Moneywise helps a reader who lost around £50,000 overnight from an ultra-high-risk fund collapsing
I entrusted my life’s savings to a local firm because I lacked any investment expertise to manage them myself. I left it to them to build a portfolio entirely at their discretion but on a low-risk basis. Then, nearly two years ago, I suddenly found the value of my savings had dropped by around £50,000 overnight after the firm had put a proportion of my savings into an ultra-high-risk fund that subsequently collapsed.
They refused to accept any responsibility, said that I should have complained earlier and considered the time limit for doing so as having expired.
They claimed that after purchasing the fund they had written to me some years ago asking whether I wanted to sell it after it was apparently flagged up as questionable by the regulator. I don’t remember the incident, but apparently I decided to keep it. However, I would not have done this without guidance.
I was lulled into a false sense of security over many years as the investment showed up as valid on the internet portfolio platform I was given to monitor its value. It wasn’t until July 2017, when the investment suddenly disappeared, that I realised something was seriously wrong. I therefore had no inkling that the fund was in any way worthy of making a complaint about until that time.
I complained to the Financial Ombudsman Service and the initial investigator concluded that I had been misled. However, this viewpoint was overturned by the ombudsman himself, who refused to investigate on the basis that I should have complained earlier.
Is there any way to challenge the Ombudsman’s decision as the system as it stands seems grossly unjust and appears to be seriously letting people down.
BM, by email
I was upset to read about your experiences with a personal investment company and then the Ombudsman. What’s happened to you appears very shocking. But it seems you’ve fallen foul of the Ombudsman’s rules, which say that it “can only look into cases referred to our service within six years from the event being complained about, or – if later – three years from when the consumer knew, or could reasonably have known they had cause to complain.”
You can find out more about the time limit rules at financial-ombudsman.org.uk/faqs/all/time-limits-complaints.
Given that, it would seem that the time limit red tape was the only reason the Ombudsman didn’t follow up its initial conclusion that you had been misled. By the sound of what you’ve told me, you may have a reasonable case against the original firm if you decided to take them to court. It’s something you should seek legal advice on.
You tell me you can only afford the ‘no win, no fee’ lawyers but, frankly, in my experience, many are simply claims managers who are only interested in easy accident or compensation claims that require minimal legal work.
You should get a proper legal view of your case’s merits. Citizens Advice may be able to help with this. The charity offers free legal advice through its bureaux across the country. You can find your local Citizens Advice Bureau (CAB) through citizensadvice.org.uk – I’d suggest you make an appointment and get a free legal opinion there.

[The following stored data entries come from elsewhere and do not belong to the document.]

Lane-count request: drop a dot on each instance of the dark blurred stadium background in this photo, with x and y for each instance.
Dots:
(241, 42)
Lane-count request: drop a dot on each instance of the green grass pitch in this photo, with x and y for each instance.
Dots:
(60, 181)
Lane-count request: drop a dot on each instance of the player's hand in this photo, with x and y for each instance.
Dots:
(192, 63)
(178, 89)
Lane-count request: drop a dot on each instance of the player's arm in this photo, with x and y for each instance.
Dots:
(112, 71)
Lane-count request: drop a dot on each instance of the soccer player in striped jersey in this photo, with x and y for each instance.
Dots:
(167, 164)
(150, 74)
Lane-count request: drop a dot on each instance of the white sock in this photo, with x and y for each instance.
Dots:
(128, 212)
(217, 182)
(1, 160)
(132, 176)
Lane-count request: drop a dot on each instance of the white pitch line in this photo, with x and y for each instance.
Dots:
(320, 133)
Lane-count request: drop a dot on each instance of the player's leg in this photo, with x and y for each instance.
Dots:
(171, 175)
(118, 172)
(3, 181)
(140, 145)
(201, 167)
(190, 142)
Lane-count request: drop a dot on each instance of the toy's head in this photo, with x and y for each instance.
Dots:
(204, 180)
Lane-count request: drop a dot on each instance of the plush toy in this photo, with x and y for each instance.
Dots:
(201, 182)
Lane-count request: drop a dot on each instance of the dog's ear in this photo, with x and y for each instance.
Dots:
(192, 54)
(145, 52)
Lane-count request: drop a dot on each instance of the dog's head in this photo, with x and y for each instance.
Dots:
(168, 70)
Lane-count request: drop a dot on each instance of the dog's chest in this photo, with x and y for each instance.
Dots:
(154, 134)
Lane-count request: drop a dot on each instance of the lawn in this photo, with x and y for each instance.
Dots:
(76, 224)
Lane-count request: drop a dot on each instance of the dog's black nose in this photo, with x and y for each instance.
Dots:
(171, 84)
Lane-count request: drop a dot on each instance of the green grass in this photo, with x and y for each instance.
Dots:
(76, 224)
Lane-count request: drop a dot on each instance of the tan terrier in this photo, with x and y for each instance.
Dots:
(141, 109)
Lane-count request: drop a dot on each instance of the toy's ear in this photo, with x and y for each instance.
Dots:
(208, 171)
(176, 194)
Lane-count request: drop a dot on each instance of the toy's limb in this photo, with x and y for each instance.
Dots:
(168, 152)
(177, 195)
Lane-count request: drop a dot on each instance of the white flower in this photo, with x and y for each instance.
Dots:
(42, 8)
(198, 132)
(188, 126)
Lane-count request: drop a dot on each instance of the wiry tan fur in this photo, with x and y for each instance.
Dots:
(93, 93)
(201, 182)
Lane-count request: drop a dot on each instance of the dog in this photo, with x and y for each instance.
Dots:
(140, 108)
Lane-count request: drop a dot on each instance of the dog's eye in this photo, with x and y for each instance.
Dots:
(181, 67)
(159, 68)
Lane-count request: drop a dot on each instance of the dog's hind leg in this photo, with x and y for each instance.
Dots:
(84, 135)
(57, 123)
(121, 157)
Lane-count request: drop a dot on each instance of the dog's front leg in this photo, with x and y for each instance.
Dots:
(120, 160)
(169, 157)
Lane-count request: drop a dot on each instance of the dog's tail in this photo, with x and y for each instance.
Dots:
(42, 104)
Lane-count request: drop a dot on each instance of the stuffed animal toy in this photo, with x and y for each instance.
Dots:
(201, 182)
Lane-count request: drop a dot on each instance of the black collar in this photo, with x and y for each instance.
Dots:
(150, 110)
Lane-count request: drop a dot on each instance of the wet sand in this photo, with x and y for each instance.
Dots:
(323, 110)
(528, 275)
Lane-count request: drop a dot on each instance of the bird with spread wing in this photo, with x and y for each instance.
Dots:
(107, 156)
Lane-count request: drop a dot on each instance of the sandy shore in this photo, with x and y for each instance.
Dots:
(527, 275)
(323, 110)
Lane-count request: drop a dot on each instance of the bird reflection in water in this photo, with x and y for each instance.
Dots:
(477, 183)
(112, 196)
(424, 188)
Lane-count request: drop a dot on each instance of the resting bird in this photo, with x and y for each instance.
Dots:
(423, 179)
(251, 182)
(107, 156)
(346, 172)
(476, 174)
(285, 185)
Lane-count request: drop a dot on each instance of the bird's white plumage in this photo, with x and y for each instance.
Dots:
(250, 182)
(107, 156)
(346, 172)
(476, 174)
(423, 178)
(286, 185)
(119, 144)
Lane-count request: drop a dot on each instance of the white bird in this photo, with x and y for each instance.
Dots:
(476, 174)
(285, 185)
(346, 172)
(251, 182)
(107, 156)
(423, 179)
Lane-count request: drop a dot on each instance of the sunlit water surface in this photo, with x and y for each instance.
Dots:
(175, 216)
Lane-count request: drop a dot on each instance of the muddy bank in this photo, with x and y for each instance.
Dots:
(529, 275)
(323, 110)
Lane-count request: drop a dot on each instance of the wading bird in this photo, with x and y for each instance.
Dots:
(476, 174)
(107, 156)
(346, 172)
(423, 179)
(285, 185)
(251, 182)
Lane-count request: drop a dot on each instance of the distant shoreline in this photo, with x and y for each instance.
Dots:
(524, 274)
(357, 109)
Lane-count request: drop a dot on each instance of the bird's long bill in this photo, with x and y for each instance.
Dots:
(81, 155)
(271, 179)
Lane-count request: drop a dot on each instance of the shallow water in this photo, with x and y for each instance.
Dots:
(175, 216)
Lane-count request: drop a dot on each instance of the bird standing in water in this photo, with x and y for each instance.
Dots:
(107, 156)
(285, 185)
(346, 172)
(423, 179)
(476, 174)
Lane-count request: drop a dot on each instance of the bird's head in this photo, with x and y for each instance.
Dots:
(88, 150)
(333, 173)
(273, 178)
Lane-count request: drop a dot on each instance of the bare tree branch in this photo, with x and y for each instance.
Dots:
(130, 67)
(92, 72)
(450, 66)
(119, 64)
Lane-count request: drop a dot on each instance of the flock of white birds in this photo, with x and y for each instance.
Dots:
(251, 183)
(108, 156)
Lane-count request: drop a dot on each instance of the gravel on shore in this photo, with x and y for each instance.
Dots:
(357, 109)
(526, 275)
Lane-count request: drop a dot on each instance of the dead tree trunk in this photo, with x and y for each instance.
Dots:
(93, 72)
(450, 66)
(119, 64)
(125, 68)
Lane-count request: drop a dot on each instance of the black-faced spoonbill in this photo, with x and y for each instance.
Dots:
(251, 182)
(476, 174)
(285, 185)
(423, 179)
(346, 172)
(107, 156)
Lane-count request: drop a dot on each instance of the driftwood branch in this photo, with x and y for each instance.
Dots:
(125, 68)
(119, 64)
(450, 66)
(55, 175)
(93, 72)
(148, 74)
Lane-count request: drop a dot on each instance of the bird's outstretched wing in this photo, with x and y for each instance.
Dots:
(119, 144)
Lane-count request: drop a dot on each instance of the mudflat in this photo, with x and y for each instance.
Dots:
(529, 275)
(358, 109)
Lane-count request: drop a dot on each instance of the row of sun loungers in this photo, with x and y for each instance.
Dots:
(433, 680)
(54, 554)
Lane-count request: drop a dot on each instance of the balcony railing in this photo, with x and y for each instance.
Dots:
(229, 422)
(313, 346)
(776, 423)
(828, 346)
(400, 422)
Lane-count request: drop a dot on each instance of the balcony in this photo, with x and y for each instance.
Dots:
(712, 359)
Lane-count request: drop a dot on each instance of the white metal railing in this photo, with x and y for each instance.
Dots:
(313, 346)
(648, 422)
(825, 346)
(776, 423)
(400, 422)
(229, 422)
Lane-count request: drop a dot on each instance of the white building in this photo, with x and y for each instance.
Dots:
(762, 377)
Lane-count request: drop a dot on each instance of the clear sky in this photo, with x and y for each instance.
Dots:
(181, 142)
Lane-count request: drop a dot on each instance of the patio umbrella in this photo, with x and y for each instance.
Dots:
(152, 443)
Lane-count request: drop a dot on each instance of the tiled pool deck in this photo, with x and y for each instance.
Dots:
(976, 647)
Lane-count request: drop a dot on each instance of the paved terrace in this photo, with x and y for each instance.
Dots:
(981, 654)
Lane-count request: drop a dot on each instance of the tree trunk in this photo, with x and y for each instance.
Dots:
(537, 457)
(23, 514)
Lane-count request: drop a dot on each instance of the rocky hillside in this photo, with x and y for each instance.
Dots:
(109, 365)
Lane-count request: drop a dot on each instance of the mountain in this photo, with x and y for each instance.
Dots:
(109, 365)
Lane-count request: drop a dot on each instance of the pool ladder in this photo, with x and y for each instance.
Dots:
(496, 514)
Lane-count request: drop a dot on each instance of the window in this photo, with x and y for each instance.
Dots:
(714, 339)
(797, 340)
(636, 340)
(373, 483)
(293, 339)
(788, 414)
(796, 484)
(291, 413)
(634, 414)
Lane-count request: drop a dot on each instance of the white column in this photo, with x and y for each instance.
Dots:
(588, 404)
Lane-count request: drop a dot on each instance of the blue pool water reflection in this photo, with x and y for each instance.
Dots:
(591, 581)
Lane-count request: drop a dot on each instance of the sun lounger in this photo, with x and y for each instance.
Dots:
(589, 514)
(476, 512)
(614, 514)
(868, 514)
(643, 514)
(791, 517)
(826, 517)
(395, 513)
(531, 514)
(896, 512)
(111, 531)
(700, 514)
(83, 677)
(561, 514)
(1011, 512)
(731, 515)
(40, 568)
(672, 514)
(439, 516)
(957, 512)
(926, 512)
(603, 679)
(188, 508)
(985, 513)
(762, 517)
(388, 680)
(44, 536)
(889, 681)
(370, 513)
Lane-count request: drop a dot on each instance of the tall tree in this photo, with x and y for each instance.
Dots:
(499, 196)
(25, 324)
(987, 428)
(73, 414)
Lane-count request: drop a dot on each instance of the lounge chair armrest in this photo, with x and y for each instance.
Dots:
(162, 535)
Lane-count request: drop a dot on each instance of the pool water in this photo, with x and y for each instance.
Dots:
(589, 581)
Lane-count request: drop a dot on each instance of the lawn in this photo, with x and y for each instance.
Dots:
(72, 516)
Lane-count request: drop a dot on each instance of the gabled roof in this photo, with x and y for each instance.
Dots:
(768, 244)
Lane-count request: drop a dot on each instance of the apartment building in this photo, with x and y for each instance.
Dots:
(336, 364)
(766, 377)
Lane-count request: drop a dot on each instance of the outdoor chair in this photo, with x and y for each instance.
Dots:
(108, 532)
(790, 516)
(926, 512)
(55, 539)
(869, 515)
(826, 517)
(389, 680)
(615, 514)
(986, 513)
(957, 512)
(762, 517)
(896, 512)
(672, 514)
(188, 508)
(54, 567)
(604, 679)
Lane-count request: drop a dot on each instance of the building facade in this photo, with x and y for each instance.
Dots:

It’s also worth trying to track down a decent solicitor. Ask friends if they know of any reputable ones that you may be able to talk to.
Otherwise, use the ‘Find a Solicitor’ service at solicitors.lawsociety.org.uk to see lawyers in your area and call them to see how much they might charge for an initial interview. It may be worthwhile investing a few hundred quid to find out whether you have a legal case to chase your lost £50,000.
OUTCOME: Reader may need to seek legal advice
My understanding of the FOS per the FS&MA2000 is there are 2 forms of Determination. One is the Compulsory Determination , the other is the Voluntary Determination. The latter can be used where the rules of the FOS under the stricter form cannot be engaged. Perhaps you can challenge the FOS, via the FCA, to be allowed the 2nd form of determination. Seek assistance from the FCA I would suggest.
There are far more bad investment available than good. Even the fund managers get it wrong a good proportion of the time.
I think those investments are allowed to be sold due to deregulation of financial services started by Margaret Thatchers government. More money is around due to what that government started but its even easier to lose what you have saved as an individual. All those Timeshare and unregulated investment Bonds, leasehold managed property investments are too risky and almost certain to fail in the long term.